We worked the most productive section of the bank slowly, using the trolling motor to control a wind-assisted drift. I fished a live minnow under a bobber at about 22 feet, and Thomas tight-lined a minnow off the bottom. We didn't get a sniff, so we made the short run to a bridge at the mouth of Illinois Bayou.

My electronic graph showed voluminous clouds of baitfish, as well as what appeared to be strategically-placed brush piles on the bottom. The current blasted through the chute like a jet, making it impossible to keep the boat still and on station even on 4-power.

The other side of the channel showed even more bait on the graph, but we could not entice a fish to bite.

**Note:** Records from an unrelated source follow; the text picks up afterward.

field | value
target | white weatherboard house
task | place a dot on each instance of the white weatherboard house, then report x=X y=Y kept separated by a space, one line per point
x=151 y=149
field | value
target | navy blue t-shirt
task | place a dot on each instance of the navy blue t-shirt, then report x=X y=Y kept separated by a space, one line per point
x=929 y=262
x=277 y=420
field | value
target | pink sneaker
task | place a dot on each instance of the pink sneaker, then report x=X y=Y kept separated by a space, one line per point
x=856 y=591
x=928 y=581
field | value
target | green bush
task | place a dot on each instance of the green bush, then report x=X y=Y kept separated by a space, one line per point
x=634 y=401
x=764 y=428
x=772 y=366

Defeated, we snaked through narrow canals to another strip pit at Shiloh Park, behind a tire shop. There was little wind there, and the water was clear. There was plenty of brush in the water, along with assorted stickups, chunks of metal and other stuff that might hold crappie.

By then I was pretty fed up with crappie fishing. I was content to manage the boat while Al fished, but then I got bored. I picked up a creek fishing rig that carried a Luck-E-Strike RC Freak crankbait. If nothing else, I at least could get in some precision casting practice.

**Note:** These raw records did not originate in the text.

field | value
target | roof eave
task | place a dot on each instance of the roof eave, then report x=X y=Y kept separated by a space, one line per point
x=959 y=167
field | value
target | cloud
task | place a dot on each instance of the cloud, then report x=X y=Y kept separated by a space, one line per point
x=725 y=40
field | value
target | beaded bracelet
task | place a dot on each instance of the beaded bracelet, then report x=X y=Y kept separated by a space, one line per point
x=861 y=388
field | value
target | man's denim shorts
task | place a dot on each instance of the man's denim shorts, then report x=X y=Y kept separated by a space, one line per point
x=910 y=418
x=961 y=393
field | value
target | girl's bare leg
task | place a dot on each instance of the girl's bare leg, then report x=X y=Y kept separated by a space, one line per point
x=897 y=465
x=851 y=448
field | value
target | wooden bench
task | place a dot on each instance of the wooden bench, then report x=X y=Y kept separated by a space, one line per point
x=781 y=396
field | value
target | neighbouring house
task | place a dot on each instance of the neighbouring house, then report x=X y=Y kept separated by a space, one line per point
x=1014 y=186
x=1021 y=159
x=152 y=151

I put on a show making circus casts under low limbs, between tight stickups and into other impossible, teacup-size spots. A strike encouraged me, and then I bounced the lure off the top of a brush pile. A 14-inch largemouth struck. It seemed to have exhausted all of its energy on the strike because it did not fight afterward.

With that, Al abandoned his crappie pole and picked up his own creek fishing rig. It had a broken-back Rapala crankbait, and it wasn't long before he caught a bass, too.

The mood lightened considerably, and we settled into the kind of conversations between strikes that we always seem to have, such as toilet tissue preferences.

"Charmin Red for me," Al said. "Two things I don't skimp on are gasoline and T.P. Buy cheap gas or cheap T.P., and you'll pay for it in the end, if you know what I mean."

There is no explanation for how these things come up. They just do.

It's the same kind of logic that makes guys bring bass rods on a crappie fishing trip. They saved the day.